As seen in the confusion matrices, the Random Forest model was slightly more conservative than the Support Vector Machine model, resulting in 3 fewer false positives, but one more false negative. Given the potentially catastrophic consequences of a false negative when predicting Heart Disease, I would be inclined under the circumstances to select the SVM model as the most appropriate. If the SVM model had significantly more false positives than the Random Forest model then that might be worth reconsidering for the sake of practicality, but since it is only slightly more conservative (and had the second-highest Accuracy and F1-Score of all the models, behind only the Random forest model) I believe it is the right choice.

# Report model parameters for the SVM model
print(svm_model$bestTune)
##     C
## 2 0.1

The best tune of the Support Vector Machine model was the one that used \(C=0.1\).

# Report feature importance for the SVM model
plot(varImp(svm_model))

It’s a little bit surprising that Cholesteroal and RestingBP are the weakest predictors for Heart Disease, as these are factors that are very often cited as being major contributors.

Conclusions

Of all the models tested, the Support Vector Machine model would be the most valuable for predicting instances of heart disease in patients, as it almost always correctly identifies patients with heart disease while still doing a very good job of identifying patients who do not require further interventions.

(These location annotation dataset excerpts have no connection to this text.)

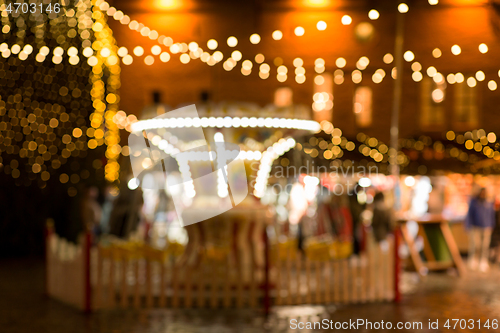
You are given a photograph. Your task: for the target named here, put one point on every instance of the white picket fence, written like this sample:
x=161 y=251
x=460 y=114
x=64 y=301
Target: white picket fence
x=139 y=276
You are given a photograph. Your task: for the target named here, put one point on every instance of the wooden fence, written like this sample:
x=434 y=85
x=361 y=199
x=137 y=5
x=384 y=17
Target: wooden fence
x=132 y=275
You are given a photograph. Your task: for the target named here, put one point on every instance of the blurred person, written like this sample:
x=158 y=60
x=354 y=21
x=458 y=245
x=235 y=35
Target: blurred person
x=382 y=220
x=91 y=210
x=480 y=221
x=495 y=236
x=126 y=213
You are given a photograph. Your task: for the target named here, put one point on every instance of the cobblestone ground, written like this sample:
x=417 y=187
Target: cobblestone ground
x=440 y=296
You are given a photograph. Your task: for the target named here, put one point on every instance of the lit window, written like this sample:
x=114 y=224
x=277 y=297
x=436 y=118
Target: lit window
x=363 y=106
x=432 y=96
x=283 y=97
x=322 y=104
x=465 y=106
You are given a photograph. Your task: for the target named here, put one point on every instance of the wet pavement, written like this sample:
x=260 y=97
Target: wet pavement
x=440 y=296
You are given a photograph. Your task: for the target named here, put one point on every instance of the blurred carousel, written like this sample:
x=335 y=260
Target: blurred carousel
x=210 y=163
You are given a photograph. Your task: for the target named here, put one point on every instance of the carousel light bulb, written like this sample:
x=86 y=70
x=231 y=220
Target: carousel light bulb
x=299 y=31
x=232 y=41
x=436 y=53
x=255 y=39
x=346 y=20
x=388 y=58
x=212 y=44
x=277 y=35
x=373 y=14
x=409 y=56
x=321 y=25
x=456 y=50
x=138 y=51
x=483 y=48
x=403 y=8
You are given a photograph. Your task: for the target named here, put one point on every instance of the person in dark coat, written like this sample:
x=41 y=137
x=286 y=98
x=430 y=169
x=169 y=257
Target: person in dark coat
x=382 y=220
x=480 y=221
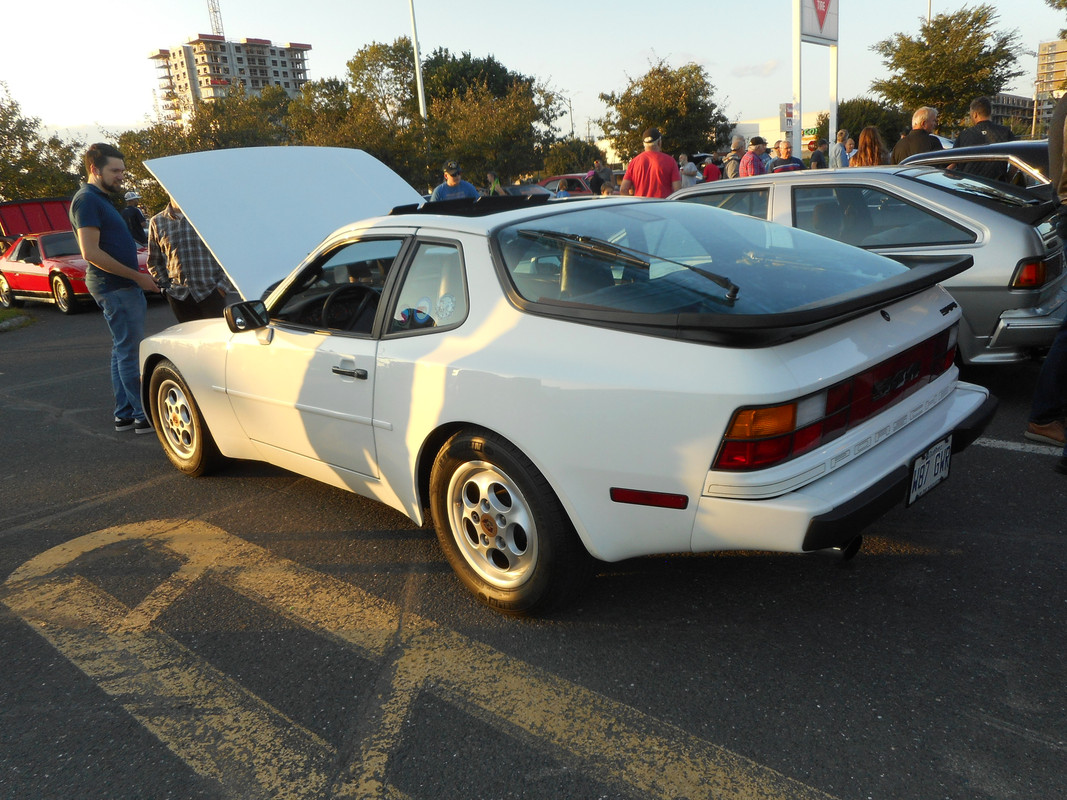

Although balancing the need to avoid false positives and false negatives is difficult, in this context it is clear that false negatives are a much more costly error. By avoiding false negatives better than any other model while still limiting false positives (resulting in an excellent F1-Score), the SVM model distinguished itself as the best choice. The Random Forest model would also be an excellent alternative, due to its strong performance across all metrics (including the highest overall Accuracy, F1-Score, and Precision).